En 1950, les États-Unis ont lancé une arme biologique à San Francisco
C’était l’une des centaines de simulations d’armes biologiques réalisées dans les années 1950 et 1960

La bactérie Serratia marcescens vit dans le sol et l’eau, et est surtout connue pour sa capacité à produire des pigments rouge vif. Cette caractéristique tape-à-l’œil rend ce microbe particulier utile dans les expériences — car il est si brillant qu’il est facile de voir où il se trouve. Et en 1950, l’armée américaine a exploité ce pouvoir lors d’un test de bioware à grande échelle, écrit Rebecca Kreston sur son blog « Body Horrors » pour Scientific American.
À partir du 26 septembre 1950, l’équipage d’un dragueur de mines de la marine américaine passa six jours à pulvériser Serratia marcescens dans les airs à environ deux miles au large de la côte nord de la Californie.

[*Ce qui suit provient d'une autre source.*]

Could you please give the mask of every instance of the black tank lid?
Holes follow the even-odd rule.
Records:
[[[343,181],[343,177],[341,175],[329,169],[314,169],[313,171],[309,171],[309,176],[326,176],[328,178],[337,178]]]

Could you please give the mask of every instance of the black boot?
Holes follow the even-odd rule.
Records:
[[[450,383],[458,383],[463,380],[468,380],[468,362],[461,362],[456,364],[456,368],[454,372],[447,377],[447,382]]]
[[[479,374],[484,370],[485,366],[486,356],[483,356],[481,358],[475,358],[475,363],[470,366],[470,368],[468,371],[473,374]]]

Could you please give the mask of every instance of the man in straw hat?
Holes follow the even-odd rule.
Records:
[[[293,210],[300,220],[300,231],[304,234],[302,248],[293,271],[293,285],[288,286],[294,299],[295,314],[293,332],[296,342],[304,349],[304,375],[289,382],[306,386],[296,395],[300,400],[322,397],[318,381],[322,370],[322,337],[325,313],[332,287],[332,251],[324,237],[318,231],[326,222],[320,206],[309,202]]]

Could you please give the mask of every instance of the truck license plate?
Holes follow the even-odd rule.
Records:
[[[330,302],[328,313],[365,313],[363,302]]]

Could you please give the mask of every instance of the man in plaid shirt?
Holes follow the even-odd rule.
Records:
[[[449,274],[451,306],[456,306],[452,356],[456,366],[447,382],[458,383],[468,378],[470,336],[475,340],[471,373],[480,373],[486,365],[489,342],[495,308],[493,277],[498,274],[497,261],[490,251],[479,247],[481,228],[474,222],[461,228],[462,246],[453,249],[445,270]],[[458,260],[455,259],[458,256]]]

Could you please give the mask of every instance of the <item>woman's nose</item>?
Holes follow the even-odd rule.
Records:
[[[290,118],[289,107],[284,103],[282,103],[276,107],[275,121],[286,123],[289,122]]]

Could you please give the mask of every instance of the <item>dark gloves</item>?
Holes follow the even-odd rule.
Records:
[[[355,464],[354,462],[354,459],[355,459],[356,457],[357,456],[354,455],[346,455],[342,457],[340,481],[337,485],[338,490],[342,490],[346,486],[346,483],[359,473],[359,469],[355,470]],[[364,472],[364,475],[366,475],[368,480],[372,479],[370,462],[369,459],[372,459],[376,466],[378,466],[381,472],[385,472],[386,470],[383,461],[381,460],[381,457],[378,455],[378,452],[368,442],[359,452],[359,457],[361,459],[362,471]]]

Le projet s’appelait « Opération Sea Spray » et visait à déterminer la susceptibilité d’une grande ville comme San Francisco à une attaque à l’arme biologique par des terroristes.

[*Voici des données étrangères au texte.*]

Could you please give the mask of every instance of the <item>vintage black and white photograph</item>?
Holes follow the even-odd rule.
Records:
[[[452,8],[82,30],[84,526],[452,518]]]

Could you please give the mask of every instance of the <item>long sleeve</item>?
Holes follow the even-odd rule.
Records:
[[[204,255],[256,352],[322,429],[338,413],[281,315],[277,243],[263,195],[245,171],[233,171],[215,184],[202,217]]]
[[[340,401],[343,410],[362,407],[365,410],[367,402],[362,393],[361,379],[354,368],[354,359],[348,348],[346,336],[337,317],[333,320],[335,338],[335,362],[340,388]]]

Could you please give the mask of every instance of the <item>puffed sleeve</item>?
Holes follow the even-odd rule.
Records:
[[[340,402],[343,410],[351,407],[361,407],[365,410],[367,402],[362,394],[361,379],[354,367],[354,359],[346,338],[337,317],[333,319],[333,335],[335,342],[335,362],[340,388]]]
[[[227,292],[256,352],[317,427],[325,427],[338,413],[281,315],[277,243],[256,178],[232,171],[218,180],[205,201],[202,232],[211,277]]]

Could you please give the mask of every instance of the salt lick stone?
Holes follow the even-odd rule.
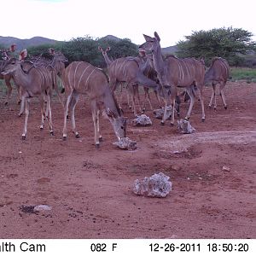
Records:
[[[172,106],[167,107],[167,109],[166,109],[167,119],[172,117]],[[154,109],[154,117],[156,119],[161,119],[163,118],[163,115],[164,115],[164,110],[165,110],[164,108],[159,108],[159,109]]]
[[[166,197],[172,190],[170,177],[162,172],[137,179],[133,184],[133,192],[139,195],[150,197]]]
[[[119,142],[113,144],[121,149],[135,150],[137,148],[137,142],[131,140],[128,137],[122,137]]]
[[[38,205],[34,207],[34,211],[50,211],[52,209],[51,207],[47,205]]]
[[[177,131],[179,133],[192,133],[195,129],[186,119],[177,120]]]
[[[137,116],[136,119],[134,119],[131,121],[132,125],[134,126],[149,126],[152,125],[152,121],[148,116],[146,114],[143,113],[139,116]]]

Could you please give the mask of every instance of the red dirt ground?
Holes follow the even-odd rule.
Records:
[[[95,148],[90,109],[82,97],[76,112],[79,139],[69,131],[61,140],[63,113],[55,98],[55,135],[39,131],[35,99],[22,141],[16,98],[4,106],[2,92],[0,238],[256,238],[256,84],[228,83],[227,110],[219,96],[218,110],[207,108],[211,92],[205,89],[205,123],[195,104],[194,134],[180,135],[169,122],[161,126],[150,111],[152,126],[129,124],[135,151],[112,144],[116,138],[103,118],[104,141]],[[188,105],[181,108],[184,117]],[[131,120],[126,106],[125,112]],[[172,183],[166,198],[132,192],[136,179],[160,172]],[[52,210],[26,208],[42,204]]]

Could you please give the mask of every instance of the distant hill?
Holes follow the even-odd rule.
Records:
[[[103,37],[103,38],[101,38],[101,39],[105,39],[105,40],[112,40],[112,41],[115,41],[115,42],[119,42],[120,41],[121,39],[115,37],[115,36],[113,36],[113,35],[108,35],[106,37]]]
[[[162,54],[164,55],[175,55],[177,52],[177,45],[162,48]]]
[[[106,39],[106,40],[113,40],[115,42],[120,41],[121,39],[113,36],[113,35],[108,35],[106,37],[102,38],[101,39]],[[13,37],[1,37],[0,36],[0,44],[4,45],[5,47],[9,47],[13,44],[16,44],[17,45],[17,51],[20,51],[23,49],[26,49],[30,46],[38,46],[41,44],[54,44],[57,42],[54,39],[49,39],[43,37],[34,37],[30,39],[20,39],[17,38]],[[177,47],[176,45],[174,46],[169,46],[166,48],[162,48],[162,53],[164,55],[175,54],[177,50]]]
[[[55,44],[56,40],[49,39],[42,37],[34,37],[30,39],[20,39],[13,37],[1,37],[0,36],[0,44],[6,47],[9,47],[13,44],[16,44],[17,51],[20,51],[29,46],[37,46],[41,44]]]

Dans les jours qui suivirent, l’armée prit des échantillons sur 43 sites pour suivre la propagation de la bactérie, et découvrit qu’elle avait rapidement infesté non seulement la ville mais aussi les banlieues environnantes. Lors du test, les habitants de ces zones auraient inhalé des millions de spores bactériennes. Leur test a clairement montré que San Francisco et des villes de taille et de topographie similaires pouvaient faire face à des menaces de guerre des germes. « À cet égard, l’expérience a été un succès », écrit Kreston.
Mais il y avait un hic. À l’époque, l’armée américaine pensait que Serratia ne pouvait pas nuire aux humains. La bactérie était surtout connue pour les taches rouges qu’elle produisait sur les aliments infestés et n’avait pas été largement associée à des conditions cliniques. Cela a changé lorsque, une semaine après le test, 11 résidents locaux se sont inscrits dans un hôpital universitaire de Stanford en se plaignant d’infections urinaires.

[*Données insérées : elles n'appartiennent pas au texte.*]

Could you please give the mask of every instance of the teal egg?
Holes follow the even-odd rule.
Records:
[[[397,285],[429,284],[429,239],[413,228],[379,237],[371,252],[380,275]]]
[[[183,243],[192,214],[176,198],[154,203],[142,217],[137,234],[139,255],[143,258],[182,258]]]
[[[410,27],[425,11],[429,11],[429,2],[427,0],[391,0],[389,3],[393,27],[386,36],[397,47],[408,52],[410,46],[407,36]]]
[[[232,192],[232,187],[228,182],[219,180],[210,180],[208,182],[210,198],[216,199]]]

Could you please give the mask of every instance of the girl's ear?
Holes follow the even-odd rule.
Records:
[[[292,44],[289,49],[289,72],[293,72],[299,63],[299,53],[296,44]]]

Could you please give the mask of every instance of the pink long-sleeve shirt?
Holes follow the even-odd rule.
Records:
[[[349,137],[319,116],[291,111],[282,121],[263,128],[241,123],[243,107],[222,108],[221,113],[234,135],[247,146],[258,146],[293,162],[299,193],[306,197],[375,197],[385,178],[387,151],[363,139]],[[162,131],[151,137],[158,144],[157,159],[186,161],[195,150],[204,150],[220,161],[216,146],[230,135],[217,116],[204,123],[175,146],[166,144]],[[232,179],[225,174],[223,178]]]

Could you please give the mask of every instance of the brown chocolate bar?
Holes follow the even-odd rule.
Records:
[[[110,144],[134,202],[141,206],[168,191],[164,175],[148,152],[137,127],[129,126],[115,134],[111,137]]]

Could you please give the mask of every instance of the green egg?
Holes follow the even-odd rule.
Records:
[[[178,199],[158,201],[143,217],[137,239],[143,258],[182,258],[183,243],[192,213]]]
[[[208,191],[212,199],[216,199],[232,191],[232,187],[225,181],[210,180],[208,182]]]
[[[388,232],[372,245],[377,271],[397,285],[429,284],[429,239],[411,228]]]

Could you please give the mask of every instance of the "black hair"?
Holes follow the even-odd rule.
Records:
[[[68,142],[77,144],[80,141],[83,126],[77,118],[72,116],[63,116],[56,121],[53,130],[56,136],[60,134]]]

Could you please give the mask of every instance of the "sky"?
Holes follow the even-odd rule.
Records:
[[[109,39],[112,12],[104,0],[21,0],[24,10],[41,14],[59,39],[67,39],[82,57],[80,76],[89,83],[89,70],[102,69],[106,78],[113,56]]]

En testant leur urine, les médecins ont remarqué que le pathogène avait une teinte rouge. « L’infection à Serratia était si rare que l’épidémie a été largement étudiée par l’Université pour identifier l’origine de cette punaise de la lettre écarlate », écrit Kreston. Après que les scientifiques ont identifié le microbe, les cas sont devenus collectivement la première épidémie enregistrée de Serratia marcescens. Un patient, un homme nommé Edward Nevin qui se remettait d’une opération de la prostate, est décédé, et certains ont suggéré que cette libération avait changé à jamais l’écologie microbienne de la région, comme l’a souligné Bernadette Tansey pour le San Francisco Chronicle en 2004.
L’armée avait mené des tests similaires dans d’autres villes du pays au cours des deux décennies suivantes, jusqu’à ce que Richard Nixon arrête toute recherche sur la guerre des germes en 1969. L’expérience de San Francisco n’est devenue publique qu’en 1976.